Yes, and the first thing done by the first user on the World Wide Web was to post a factoid that wasn’t true.
Switzerland as “peaceful” is an even more ludicrous statement. At exactly the same time as the Borgias were winning notoriety in Italy, the Swiss were aggressively expanding their borders and supplying mercenaries to almost everyone. Their reputation on the battlefield, in particular their refusal to ask for or extend quarter, was fearsome.
Well, there is steel in Middle Earth so the level of technology is at least at crucible steel. Maybe Saruman in his haste to grow and arm his orc army came up with a way to mass produce steel which triggers the industrial revolution after the events of LOTR - the “Sharkey Process” instead of the Bessemer process. The hobbits (who have access to the factories Saruman set up in the Shire) come to dominate the steel industry and Hobbiton becomes the Pittsburgh of Middle Earth.
And their uniforms were fabulous.
Man walks down the street in those pants, you know he’s not afraid of anything.
Of course if LotR is supposed to have actually taken place in our past, then sometime after the death of Aragorn the world regressed to the point that people used stone tools again, and it took millennia for bronze to be reinvented.
That’s one glaring flaw in a lot of high fantasy: the tech is practically space-age compared to what actually existed on Earth circa 3000 BCE.
Yep, collasped society and no real artifacts left behind. The assumption does not really work. But it was a style at the time to discover lost diaries and histories. Tolkien was an author of his time in many ways. Or even a generation before in some styles.
And of course, thanks to Tolkien, plenty of other fantasy writers have taken up that same conceit since him.
It was developed by a Brit who was working at CERN, a research facility in Switzerland, the place who’s peacefulness supposedly destroys innovation. Arguing that creating a research facility that attracts foreign-born innovators doesn’t count as encouraging innovation is simply bizarre; creating places where people who aren’t even in your country come to make innovations is encouraging innovation, not discouraging it with your nasty peaceful ways.
Also, doesn’t a cuckoo clock seem like a pretty complex technological device?
We are talking Middle Earth, not Hogwarts.
Most of middle earth does not possess magic, of those that do, most of it is not that kind of magic.
The only persons in middle earth that possess magic in that magnitude are not of middle earth, they are Miar or Quenya.
Gandalf, Radagast, Saruman, Sauron, Melkor,the Blue etc they are not human dwarvish or elvish nor are they of middle earth, nor are they existent in large numbers.
Sauron is here through following Melkor, no those two would not like anyone challenging their power, even Eru who could break the rules and bitch slap them
through the door of night if that was his way.
They ploy magic by main force, but that is not the norm, they are the exception.

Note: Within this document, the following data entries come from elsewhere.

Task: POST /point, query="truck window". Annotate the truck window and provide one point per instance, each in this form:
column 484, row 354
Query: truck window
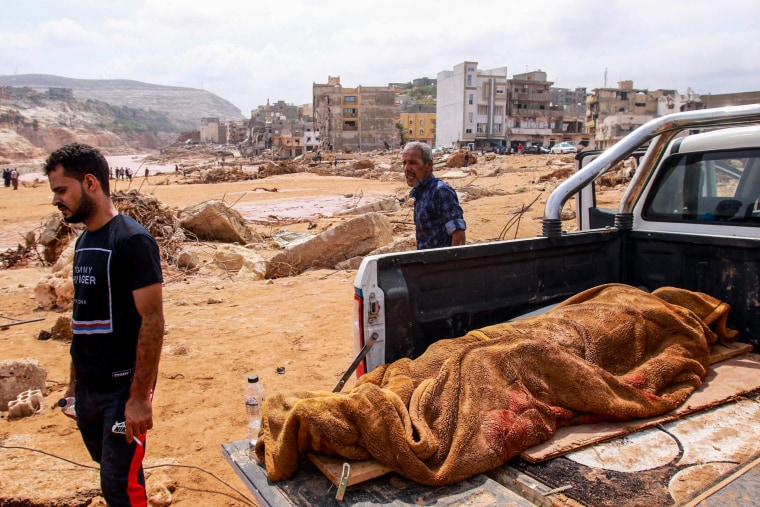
column 716, row 187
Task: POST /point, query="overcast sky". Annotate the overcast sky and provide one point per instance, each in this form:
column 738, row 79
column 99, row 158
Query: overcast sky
column 248, row 51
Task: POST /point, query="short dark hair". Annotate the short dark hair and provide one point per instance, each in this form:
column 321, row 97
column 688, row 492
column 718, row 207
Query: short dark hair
column 77, row 160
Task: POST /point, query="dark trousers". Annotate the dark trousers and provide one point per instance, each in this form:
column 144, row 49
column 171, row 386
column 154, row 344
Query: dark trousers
column 121, row 474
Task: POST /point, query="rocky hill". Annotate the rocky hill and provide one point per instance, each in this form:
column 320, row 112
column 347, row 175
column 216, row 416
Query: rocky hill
column 184, row 106
column 40, row 113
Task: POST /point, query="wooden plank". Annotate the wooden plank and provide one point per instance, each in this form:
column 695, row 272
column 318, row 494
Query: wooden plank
column 332, row 468
column 724, row 381
column 719, row 352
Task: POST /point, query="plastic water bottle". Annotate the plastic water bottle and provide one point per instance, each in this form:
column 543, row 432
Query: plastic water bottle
column 67, row 406
column 254, row 397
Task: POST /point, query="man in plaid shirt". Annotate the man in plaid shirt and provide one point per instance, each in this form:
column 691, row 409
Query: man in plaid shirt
column 438, row 218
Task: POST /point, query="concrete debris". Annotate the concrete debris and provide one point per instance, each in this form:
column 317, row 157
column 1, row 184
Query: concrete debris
column 26, row 404
column 55, row 236
column 18, row 376
column 55, row 290
column 215, row 221
column 387, row 204
column 285, row 238
column 235, row 258
column 188, row 260
column 456, row 159
column 356, row 237
column 401, row 245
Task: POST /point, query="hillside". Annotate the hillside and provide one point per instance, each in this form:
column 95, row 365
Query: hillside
column 40, row 113
column 183, row 106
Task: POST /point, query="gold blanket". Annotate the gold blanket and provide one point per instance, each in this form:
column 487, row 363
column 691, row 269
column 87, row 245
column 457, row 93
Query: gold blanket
column 469, row 404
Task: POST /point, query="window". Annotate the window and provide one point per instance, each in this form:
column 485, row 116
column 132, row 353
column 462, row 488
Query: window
column 718, row 187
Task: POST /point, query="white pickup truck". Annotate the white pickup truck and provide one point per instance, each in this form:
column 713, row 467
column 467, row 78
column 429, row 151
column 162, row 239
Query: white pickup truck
column 690, row 218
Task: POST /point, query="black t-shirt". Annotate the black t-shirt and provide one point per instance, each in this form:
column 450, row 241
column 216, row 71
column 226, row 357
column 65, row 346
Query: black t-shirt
column 109, row 264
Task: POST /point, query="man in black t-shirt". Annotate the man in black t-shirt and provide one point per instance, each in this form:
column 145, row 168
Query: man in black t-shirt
column 117, row 320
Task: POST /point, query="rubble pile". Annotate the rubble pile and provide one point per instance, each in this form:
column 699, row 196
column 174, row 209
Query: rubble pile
column 225, row 174
column 281, row 167
column 157, row 218
column 456, row 159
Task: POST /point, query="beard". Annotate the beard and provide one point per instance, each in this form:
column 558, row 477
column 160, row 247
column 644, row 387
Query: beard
column 83, row 211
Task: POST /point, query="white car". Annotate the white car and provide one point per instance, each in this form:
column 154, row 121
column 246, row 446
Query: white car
column 564, row 148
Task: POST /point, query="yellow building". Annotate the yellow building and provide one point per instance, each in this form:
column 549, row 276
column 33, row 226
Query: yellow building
column 419, row 127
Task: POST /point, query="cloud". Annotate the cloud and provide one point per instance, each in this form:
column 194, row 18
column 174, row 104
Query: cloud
column 248, row 52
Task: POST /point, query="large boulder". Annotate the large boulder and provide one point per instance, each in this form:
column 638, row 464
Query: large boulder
column 239, row 260
column 215, row 221
column 353, row 238
column 18, row 376
column 55, row 236
column 387, row 204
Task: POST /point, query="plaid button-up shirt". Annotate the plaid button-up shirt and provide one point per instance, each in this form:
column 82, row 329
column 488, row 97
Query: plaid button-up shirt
column 437, row 213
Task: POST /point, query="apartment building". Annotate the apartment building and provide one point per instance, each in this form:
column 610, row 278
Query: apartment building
column 354, row 119
column 612, row 113
column 419, row 122
column 213, row 131
column 471, row 107
column 531, row 117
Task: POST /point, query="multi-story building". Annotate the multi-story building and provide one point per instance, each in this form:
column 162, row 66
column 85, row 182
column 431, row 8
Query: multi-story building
column 213, row 131
column 471, row 107
column 532, row 120
column 419, row 122
column 354, row 119
column 612, row 113
column 572, row 104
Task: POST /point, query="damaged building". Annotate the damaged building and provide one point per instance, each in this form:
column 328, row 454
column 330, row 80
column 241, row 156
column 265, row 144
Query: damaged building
column 354, row 119
column 485, row 110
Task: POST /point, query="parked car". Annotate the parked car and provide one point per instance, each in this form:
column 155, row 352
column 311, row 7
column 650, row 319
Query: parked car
column 564, row 148
column 536, row 149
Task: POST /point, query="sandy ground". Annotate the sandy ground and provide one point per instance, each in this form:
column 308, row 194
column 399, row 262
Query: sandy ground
column 220, row 329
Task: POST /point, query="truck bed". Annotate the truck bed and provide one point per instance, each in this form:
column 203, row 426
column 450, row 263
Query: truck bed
column 671, row 461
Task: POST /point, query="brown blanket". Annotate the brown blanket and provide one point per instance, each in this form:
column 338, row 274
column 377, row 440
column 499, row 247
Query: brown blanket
column 469, row 404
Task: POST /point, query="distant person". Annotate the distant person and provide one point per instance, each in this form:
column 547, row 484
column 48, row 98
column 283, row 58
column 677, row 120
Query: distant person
column 438, row 217
column 117, row 321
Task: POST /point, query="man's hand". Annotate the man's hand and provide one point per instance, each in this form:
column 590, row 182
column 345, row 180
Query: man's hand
column 138, row 415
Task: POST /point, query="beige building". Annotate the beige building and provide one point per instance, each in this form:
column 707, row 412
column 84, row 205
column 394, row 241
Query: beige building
column 354, row 119
column 213, row 131
column 419, row 126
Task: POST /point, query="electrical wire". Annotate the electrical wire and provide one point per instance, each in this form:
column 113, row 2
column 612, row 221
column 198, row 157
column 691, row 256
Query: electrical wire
column 243, row 496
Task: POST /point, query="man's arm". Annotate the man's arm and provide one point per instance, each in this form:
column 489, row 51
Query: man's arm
column 458, row 237
column 138, row 411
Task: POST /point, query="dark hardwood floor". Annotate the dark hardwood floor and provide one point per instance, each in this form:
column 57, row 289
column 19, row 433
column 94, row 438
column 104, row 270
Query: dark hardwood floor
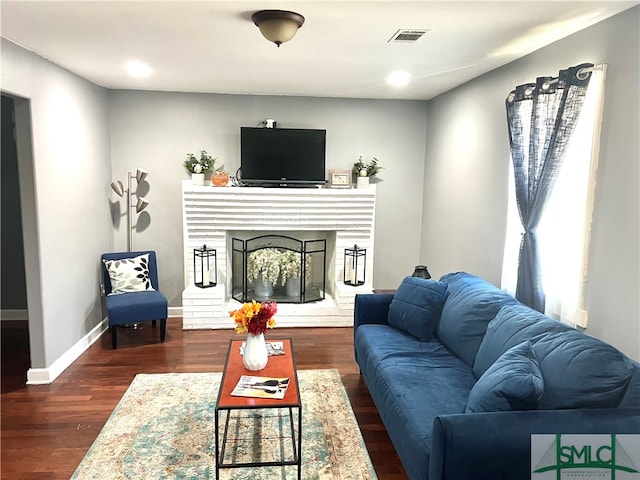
column 47, row 429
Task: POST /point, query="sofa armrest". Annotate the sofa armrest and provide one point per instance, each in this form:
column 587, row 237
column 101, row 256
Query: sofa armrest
column 497, row 445
column 371, row 308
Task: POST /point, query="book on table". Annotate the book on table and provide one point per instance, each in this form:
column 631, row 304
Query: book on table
column 261, row 387
column 273, row 348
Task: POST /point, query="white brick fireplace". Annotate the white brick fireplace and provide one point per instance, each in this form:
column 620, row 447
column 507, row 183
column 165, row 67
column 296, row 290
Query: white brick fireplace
column 211, row 215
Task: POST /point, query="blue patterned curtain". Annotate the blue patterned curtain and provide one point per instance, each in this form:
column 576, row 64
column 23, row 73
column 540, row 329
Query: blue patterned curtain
column 541, row 117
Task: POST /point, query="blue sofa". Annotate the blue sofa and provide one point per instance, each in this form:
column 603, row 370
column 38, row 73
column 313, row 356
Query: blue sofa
column 462, row 375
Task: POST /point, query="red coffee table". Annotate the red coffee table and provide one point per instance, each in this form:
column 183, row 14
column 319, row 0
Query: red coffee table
column 232, row 407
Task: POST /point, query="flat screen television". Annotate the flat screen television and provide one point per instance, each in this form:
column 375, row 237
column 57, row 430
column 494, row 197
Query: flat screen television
column 286, row 157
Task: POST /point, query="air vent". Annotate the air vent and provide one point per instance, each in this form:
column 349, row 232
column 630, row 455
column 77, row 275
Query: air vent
column 407, row 36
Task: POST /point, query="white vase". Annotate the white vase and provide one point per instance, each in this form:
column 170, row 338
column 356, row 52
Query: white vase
column 362, row 182
column 197, row 179
column 263, row 289
column 255, row 354
column 292, row 287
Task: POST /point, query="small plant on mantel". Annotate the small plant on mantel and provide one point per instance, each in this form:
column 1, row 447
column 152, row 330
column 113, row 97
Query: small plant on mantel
column 204, row 164
column 369, row 169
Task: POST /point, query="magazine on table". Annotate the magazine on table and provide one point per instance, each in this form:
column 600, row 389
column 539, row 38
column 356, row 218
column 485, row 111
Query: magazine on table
column 273, row 348
column 261, row 387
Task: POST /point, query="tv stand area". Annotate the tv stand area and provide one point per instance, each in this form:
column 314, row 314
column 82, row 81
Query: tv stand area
column 213, row 215
column 285, row 185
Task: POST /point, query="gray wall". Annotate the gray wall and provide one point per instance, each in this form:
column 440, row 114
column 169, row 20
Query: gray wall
column 64, row 167
column 155, row 130
column 467, row 166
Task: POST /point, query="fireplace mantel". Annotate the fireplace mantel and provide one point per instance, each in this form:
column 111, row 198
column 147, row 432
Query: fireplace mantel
column 211, row 213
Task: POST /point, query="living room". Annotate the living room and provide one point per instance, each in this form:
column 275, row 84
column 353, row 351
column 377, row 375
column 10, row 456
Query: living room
column 441, row 198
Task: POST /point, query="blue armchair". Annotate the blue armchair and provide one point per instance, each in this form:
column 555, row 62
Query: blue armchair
column 131, row 291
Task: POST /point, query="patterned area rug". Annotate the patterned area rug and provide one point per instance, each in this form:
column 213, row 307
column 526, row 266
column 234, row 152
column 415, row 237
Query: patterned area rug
column 163, row 428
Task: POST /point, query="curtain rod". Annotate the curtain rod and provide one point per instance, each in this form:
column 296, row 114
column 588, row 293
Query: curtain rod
column 580, row 74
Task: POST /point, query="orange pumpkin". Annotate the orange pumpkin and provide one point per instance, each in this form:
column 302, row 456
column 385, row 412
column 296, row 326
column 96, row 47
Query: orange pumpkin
column 220, row 179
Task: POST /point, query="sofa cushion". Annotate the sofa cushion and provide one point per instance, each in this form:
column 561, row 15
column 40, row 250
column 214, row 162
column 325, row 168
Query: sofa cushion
column 416, row 306
column 512, row 325
column 580, row 371
column 513, row 382
column 470, row 304
column 411, row 382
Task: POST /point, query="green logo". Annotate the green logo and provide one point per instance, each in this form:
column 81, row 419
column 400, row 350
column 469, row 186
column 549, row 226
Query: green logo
column 588, row 454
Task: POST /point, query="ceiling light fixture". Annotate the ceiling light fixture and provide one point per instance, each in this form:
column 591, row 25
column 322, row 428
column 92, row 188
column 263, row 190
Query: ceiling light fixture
column 278, row 26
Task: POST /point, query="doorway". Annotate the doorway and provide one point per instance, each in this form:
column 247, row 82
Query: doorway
column 13, row 295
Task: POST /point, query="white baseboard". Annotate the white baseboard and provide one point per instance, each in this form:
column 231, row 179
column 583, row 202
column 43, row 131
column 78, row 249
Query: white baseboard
column 43, row 376
column 14, row 314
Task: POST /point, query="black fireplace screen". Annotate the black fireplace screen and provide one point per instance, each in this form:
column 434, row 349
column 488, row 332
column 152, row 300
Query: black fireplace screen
column 278, row 268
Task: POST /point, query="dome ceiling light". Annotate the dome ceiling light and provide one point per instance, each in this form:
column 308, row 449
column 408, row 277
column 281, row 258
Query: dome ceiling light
column 278, row 26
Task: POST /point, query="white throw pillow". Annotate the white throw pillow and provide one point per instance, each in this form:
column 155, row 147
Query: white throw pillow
column 129, row 274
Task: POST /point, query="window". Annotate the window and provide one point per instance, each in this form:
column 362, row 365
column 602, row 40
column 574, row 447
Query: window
column 565, row 227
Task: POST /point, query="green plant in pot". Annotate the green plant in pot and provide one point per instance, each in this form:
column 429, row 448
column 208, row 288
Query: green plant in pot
column 366, row 169
column 199, row 167
column 363, row 170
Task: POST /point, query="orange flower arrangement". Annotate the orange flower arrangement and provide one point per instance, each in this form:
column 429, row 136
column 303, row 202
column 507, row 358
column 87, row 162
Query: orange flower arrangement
column 254, row 317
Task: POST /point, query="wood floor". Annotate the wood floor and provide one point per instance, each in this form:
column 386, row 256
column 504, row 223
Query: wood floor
column 47, row 429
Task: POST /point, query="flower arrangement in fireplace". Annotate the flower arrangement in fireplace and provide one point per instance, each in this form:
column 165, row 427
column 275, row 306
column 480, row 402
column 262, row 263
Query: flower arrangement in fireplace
column 290, row 266
column 254, row 317
column 264, row 263
column 276, row 265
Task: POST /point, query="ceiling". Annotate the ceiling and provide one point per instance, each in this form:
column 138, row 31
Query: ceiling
column 342, row 49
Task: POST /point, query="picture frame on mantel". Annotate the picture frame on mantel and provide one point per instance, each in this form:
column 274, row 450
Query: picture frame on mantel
column 340, row 178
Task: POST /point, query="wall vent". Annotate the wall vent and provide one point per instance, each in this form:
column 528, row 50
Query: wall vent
column 407, row 35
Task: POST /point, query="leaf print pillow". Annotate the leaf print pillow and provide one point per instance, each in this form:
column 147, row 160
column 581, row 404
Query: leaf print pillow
column 129, row 274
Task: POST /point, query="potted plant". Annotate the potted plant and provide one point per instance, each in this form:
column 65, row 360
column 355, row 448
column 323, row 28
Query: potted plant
column 198, row 167
column 290, row 270
column 363, row 171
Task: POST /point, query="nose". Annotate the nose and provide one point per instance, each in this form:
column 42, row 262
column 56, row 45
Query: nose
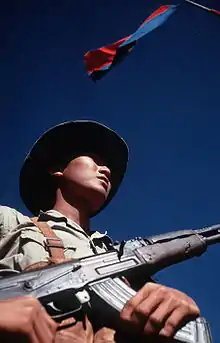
column 105, row 171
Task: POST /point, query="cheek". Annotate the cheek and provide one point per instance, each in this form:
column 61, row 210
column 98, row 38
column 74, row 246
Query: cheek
column 80, row 175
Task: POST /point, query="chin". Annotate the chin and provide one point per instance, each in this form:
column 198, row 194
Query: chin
column 98, row 197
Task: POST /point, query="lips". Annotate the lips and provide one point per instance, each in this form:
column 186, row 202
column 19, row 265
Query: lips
column 104, row 180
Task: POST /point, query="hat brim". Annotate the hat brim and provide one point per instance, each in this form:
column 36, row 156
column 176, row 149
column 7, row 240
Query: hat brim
column 56, row 146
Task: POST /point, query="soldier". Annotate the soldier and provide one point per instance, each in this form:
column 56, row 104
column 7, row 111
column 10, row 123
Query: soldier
column 71, row 174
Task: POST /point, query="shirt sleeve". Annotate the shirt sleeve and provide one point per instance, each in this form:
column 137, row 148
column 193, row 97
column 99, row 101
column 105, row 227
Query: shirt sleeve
column 8, row 220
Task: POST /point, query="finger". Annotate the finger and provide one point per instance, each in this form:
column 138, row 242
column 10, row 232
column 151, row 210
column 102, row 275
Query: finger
column 44, row 328
column 157, row 319
column 176, row 320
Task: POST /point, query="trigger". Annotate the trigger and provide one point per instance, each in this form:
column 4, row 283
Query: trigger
column 53, row 307
column 83, row 296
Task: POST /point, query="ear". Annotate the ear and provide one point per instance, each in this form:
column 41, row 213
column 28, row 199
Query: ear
column 57, row 174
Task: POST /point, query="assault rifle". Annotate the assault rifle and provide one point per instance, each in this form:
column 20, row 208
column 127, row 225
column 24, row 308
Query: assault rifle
column 71, row 287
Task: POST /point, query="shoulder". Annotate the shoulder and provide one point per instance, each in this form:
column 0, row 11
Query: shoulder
column 10, row 218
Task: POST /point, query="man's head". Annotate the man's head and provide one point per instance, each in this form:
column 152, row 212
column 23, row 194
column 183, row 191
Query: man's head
column 85, row 181
column 76, row 158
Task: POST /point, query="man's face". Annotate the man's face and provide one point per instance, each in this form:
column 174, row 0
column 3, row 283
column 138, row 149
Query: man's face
column 88, row 179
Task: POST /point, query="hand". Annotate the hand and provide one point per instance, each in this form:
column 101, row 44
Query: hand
column 157, row 309
column 23, row 319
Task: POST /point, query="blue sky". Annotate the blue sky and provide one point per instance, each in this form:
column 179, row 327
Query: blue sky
column 163, row 99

Saruman forgets his place and becomes full of himself and dabbles a bit with it
but never makes it to full retard.
Gandalf and Radagast never use it to influence the world and aside from parlor tricks
make minimal use of it, they are even forbidden to match power for power with the corrupt Maiar.
So magic has little influence on the day to day life of middle earth.
No magic brooms or fireplaces, no spells to fix broken things and clear up messes.
And no all powerful wizards to keep everyone under boot heal.
Even Sauron must resort to raising physical armies and fighting through physical means because even his magic power has sever limits.
he can not rule middle earth using magic only by main force.
Nothing is prevented from happening due to magic.
If anything modern advances in technology don’t exist simply due to lack of need.
The people don’t perceive a need.
They are happy to plow their fields by hand, catch fish by hand etc.
Perhaps even take great pride in it.
They are perhaps a bit unrealistic as modern people go, but it is a story after all.
And it is not like it is without precedent, there have been real times and places where
the people remained mostly the same for a very long time, simply because they were happy as they were and did not feel any drive to make any great changes.
One other very important thing.
Most important thing actually.
The reader does NOT want the world to go making drastic changes.
The reader does not want middle earth to morph into a 1970 global industrial complex
That is not the story they came to read and so it is not the story Tolkien has written.